Environment description
1.What is the agent?
-> A DQN agent is a value-based reinforcement learning agent that takes current state, picks the best action based on model prediction and executes it for which the environment returns the reward and the next state.
In the Implementation, class DQNAgent is an agent.
2.What are the possible actions?
->There are two possible actions, an agent can movie cart either left or right i.e 1 or 0.

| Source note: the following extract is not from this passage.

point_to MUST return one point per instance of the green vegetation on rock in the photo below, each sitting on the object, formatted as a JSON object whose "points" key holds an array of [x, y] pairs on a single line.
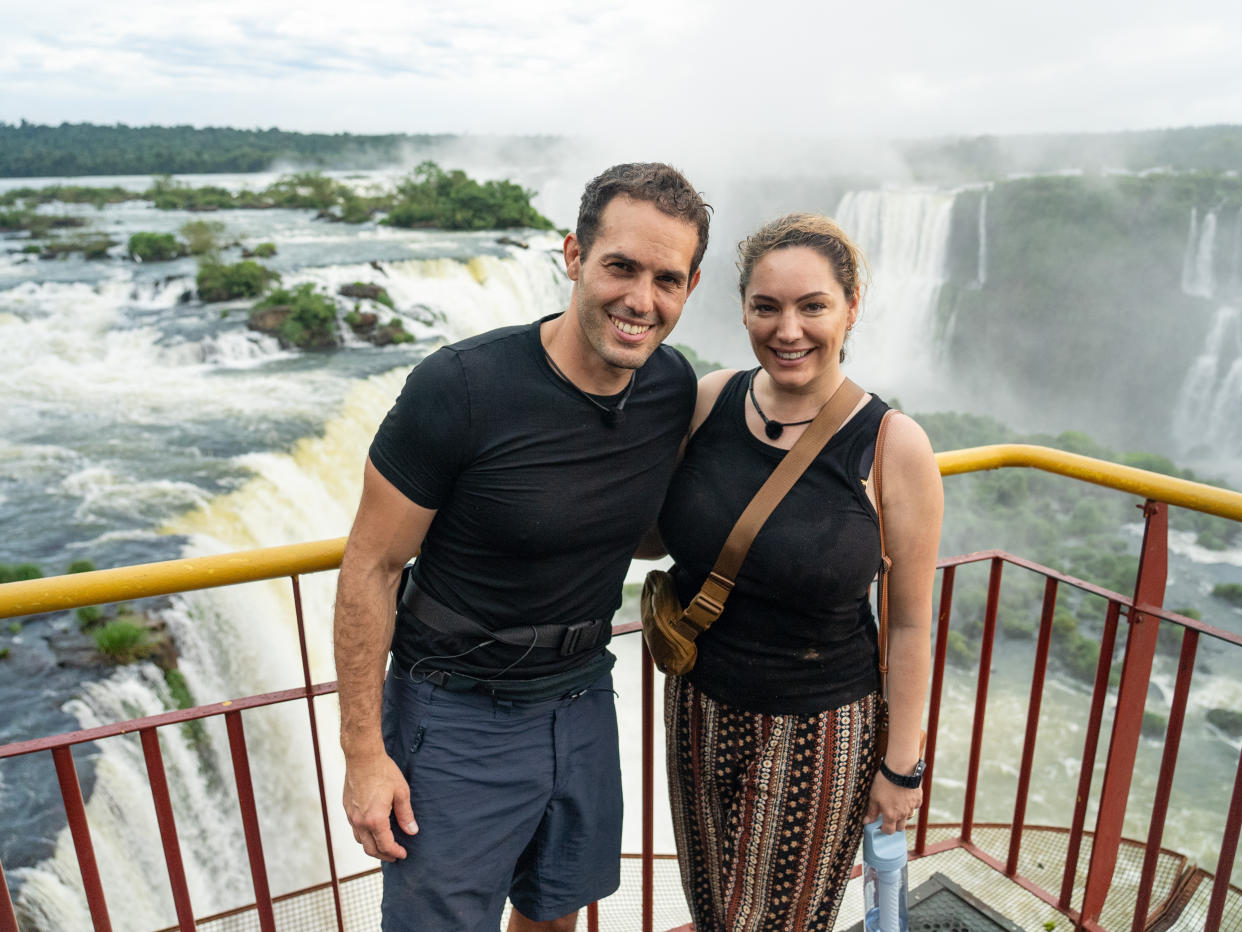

3.What are the observations?
->There are four observations:
- Cart Position from -4.8 to 4.8
- Cart Velocity from -Inf to Inf
- Pole Angle from -24° to 24°
- Pole Velocity At Tip from -Inf to Inf
4.What are the rewards?
->In each timestep, a reward of +1 is given for the pole remains upright and a reward of -1 incase the cartpole is terminated.
Hyperparameters
5.What are the hyper parameters for DQN? How did you choose the hyper parameters?
->Following are the hyperparameters for a DQN model:
- Epiosdes - number of iteration the agent is into play
- gamma - decay or discount rate, to calculate the future discounted reward.
- epsilon - This is the rate in which an agent randomly decides its action rather than prediction. It is also called exploration rate.
- epsilon_decay - decrease rate of the number of explorations as it gets good at playing games.
- epsilon_min - It is the minimum exploration rate at which we want the agent to explore..
- learning_rate - Determines how much neural net learns in each iteration and is used to smooth the updates
- batch_size - number of inputs to the DQN model.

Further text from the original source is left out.